Gościem Lubuskiego Centrum Informacyjnego był prof. Radosław Markowski, politolog i socjolog z uniwersytetu SWPS w Warszawie, który podsumował rok od powrotu Donalda Tuska do polskiej polityki oraz analizował i recenzował rządy PiS.
Co zmienił w polskiej polityce powrót Donalda Tuska do rządzenia Platformą? Czy nadzieje, które wielu wiązało z samym Tuskiem okazały się mieć pokrycie w rzeczywistości?
-To zależy z jakiej perspektywy na to patrzeć. Jeżeli takiej wąsko partyjnej czy tego, co widzimy w poparciu Platformy jak i Koalicji Obywatelskiej to można by powiedzieć, że powrót okazał się rewelacyjny. Rok temu Platforma miała się tak źle, że graniczyło to ze spadkiem w sondażach o 10 proc. W wielu badaniach PO miała zaledwie kilkanaście procent poparcia.
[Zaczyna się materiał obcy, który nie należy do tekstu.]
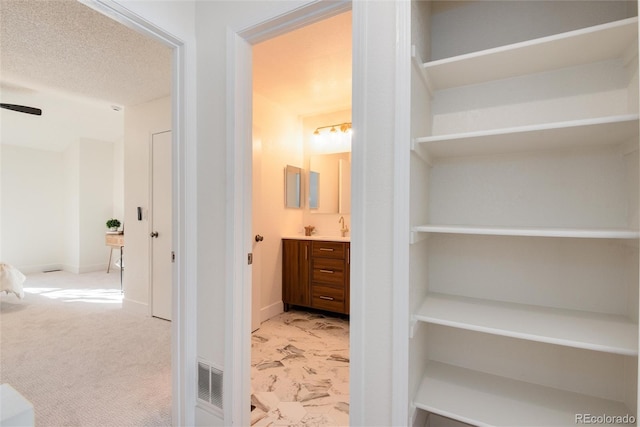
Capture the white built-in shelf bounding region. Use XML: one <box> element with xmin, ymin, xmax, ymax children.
<box><xmin>414</xmin><ymin>361</ymin><xmax>633</xmax><ymax>426</ymax></box>
<box><xmin>411</xmin><ymin>225</ymin><xmax>640</xmax><ymax>241</ymax></box>
<box><xmin>423</xmin><ymin>17</ymin><xmax>638</xmax><ymax>91</ymax></box>
<box><xmin>413</xmin><ymin>114</ymin><xmax>639</xmax><ymax>158</ymax></box>
<box><xmin>414</xmin><ymin>293</ymin><xmax>638</xmax><ymax>356</ymax></box>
Tusk i to, co wokół Tuska i to, co zrobił, to jednak przywrócił należne miejsce Platformie, jako drugiej partii, a pierwszej opozycyjnej – podwoił niemalże to poparcie, nie tylko zresztą on, bo różne rzeczy się w tym czasie wydarzyły. Mamy do czynienia z politykiem zasłużonym i w pewnym sensie wybitnym. To znaczy ja uważam, że on przez te 7 lat, kiedy rządził Polską, zwłaszcza ten kryzys 2008-2009 rok i to, że Polska jako jedyny kraj naprawdę była tą „Zielona Wyspą”, to nie jest żaden wymysł, to jest jego zasługa i jego otoczenia – mówi Markowski.
By jednak myśleć o wygraniu wyborów trzeba pokonać partię rządzącą, która wciąż może liczyć na wysokie, bo ponad 30-procentowe poparcie. To nie jest łatwe zadanie, choć prof. Markowski zwraca uwagę na inną kwestię.
-Proszę zwrócić uwagę: to jest 30 proc. od 50 proc. uczestniczących w wyborach. To jest jakieś 18,8 procent ogółu. Nigdy żadnej większości PiS nie miał – w 2015 roku zagłosowało na nich 5,7 miliona osób, co na 30 milionów uprawnionych daje 18,8 procent. Żeby była jasność, co ja mówię. Ta partia wygrała wybory rzetelne, uczciwe i miała prawo rządzić, ale to czego nie miała prawa robić to zmieniać reguły konstytucyjnej gry, nie miała prawa zamachnąć się na Trybunał Konstytucyjne, nie miała prawa manipulować przy Sądzie Najwyższym i wiele innych rzeczy – nie starczyłoby czasu, by wszystko wymienić.